I’ve spent a lot of this afternoon staring out of the window, hoping the few pathetic flakes in the air would soon become a flurry that would coat the ground in soft white snow. It should snow in December. It should be crisp and cold and the snow should reflect the light from the stars and help dispel the darkness.
It was snowing in New York that February weekend in 1993 when I saw Les Mis for the first time. I’ve been thinking about that a lot this weekend because my son wanted to listen to the Hamilton soundtrack on the way to IKEA yesterday. I love how captivated he has become by a show he has never seen. And, judging by the price of the tickets plus planefare and hotel in New York/London/Chicago, will probably not see for many years.
Oh, I remember my passion. I remember seeing the actors on stage and longing to be one of them. When I go to the theatre, when I see my beloved shows on YouTube clips, I wish I had pursued that dream. If we could see the paths we did not take and where they would have lead us, how many old dreams would we re-awaken or put to sleep forever?

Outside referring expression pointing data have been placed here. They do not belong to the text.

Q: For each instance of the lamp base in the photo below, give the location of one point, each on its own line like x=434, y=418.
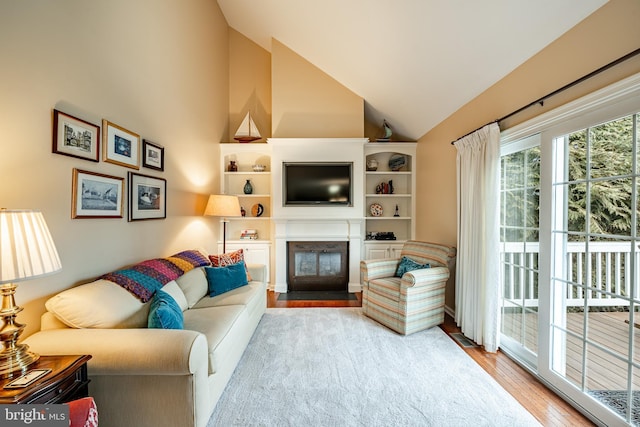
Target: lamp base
x=14, y=358
x=16, y=362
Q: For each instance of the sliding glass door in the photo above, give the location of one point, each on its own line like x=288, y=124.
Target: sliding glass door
x=519, y=240
x=594, y=282
x=570, y=240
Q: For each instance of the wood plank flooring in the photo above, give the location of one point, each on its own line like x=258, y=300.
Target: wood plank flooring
x=544, y=404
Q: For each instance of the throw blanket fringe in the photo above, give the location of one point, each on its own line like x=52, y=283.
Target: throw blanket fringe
x=145, y=278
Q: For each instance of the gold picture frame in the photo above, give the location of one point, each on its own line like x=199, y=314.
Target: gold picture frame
x=120, y=146
x=96, y=195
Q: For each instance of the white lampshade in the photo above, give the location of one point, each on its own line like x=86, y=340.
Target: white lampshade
x=223, y=206
x=26, y=247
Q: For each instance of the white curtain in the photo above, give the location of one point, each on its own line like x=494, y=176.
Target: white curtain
x=478, y=260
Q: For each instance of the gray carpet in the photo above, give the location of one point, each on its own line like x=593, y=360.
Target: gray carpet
x=336, y=367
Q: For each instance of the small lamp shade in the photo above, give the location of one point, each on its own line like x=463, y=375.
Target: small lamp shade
x=222, y=205
x=26, y=247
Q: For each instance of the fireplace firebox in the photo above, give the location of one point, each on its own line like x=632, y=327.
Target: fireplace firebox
x=318, y=266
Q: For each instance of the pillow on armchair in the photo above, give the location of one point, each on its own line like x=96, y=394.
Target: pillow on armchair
x=407, y=264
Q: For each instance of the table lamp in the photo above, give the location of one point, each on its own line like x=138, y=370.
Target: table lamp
x=27, y=251
x=223, y=206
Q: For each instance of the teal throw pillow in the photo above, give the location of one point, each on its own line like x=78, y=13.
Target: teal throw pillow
x=407, y=264
x=224, y=279
x=165, y=313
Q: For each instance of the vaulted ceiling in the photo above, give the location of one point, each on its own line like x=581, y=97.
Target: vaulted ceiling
x=415, y=62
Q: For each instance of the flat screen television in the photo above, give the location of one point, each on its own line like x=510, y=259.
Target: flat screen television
x=317, y=183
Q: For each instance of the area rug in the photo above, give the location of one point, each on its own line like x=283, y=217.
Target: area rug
x=316, y=296
x=336, y=367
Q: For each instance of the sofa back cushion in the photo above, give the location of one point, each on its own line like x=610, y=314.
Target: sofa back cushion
x=99, y=304
x=194, y=285
x=173, y=289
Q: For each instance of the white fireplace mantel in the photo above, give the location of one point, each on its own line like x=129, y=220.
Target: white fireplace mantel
x=313, y=230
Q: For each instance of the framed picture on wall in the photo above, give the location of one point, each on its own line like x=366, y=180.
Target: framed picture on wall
x=96, y=195
x=147, y=197
x=152, y=155
x=75, y=137
x=120, y=146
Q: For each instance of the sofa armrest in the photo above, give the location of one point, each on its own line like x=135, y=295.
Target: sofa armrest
x=258, y=272
x=377, y=268
x=425, y=277
x=128, y=351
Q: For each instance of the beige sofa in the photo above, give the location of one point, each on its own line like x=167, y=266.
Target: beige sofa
x=154, y=377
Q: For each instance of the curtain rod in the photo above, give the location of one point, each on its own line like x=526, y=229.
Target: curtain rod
x=557, y=91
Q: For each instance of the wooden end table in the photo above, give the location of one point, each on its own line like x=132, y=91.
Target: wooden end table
x=67, y=381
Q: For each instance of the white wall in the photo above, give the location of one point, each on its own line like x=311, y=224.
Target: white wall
x=156, y=67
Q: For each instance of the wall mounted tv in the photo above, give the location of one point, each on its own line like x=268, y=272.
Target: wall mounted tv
x=317, y=183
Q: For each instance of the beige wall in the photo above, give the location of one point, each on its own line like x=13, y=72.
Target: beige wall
x=606, y=35
x=307, y=103
x=249, y=84
x=156, y=67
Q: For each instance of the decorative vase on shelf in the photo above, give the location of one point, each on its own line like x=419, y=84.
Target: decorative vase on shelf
x=248, y=188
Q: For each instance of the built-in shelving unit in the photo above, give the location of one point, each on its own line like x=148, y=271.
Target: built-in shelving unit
x=393, y=189
x=245, y=156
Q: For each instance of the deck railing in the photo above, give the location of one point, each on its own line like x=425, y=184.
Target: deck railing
x=599, y=278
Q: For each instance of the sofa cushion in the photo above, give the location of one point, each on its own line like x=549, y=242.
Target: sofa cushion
x=164, y=312
x=407, y=264
x=229, y=258
x=193, y=285
x=175, y=291
x=214, y=323
x=224, y=279
x=244, y=295
x=99, y=304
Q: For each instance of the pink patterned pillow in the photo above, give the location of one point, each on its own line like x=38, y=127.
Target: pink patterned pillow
x=229, y=258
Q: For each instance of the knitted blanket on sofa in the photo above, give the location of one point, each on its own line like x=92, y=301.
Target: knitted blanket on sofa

Why do I still sometimes feel like I lost the real me when I was sixteen and on those brief occasions where she resurfaces and I am utterly happy, I can so rarely hold onto to that feeling?
So I make this pact with myself tonight, as the flakes become a flurry.
I will bring her back again. I will strip away the unwanted layers until I get back to the core. I will follow my passions where there lead me.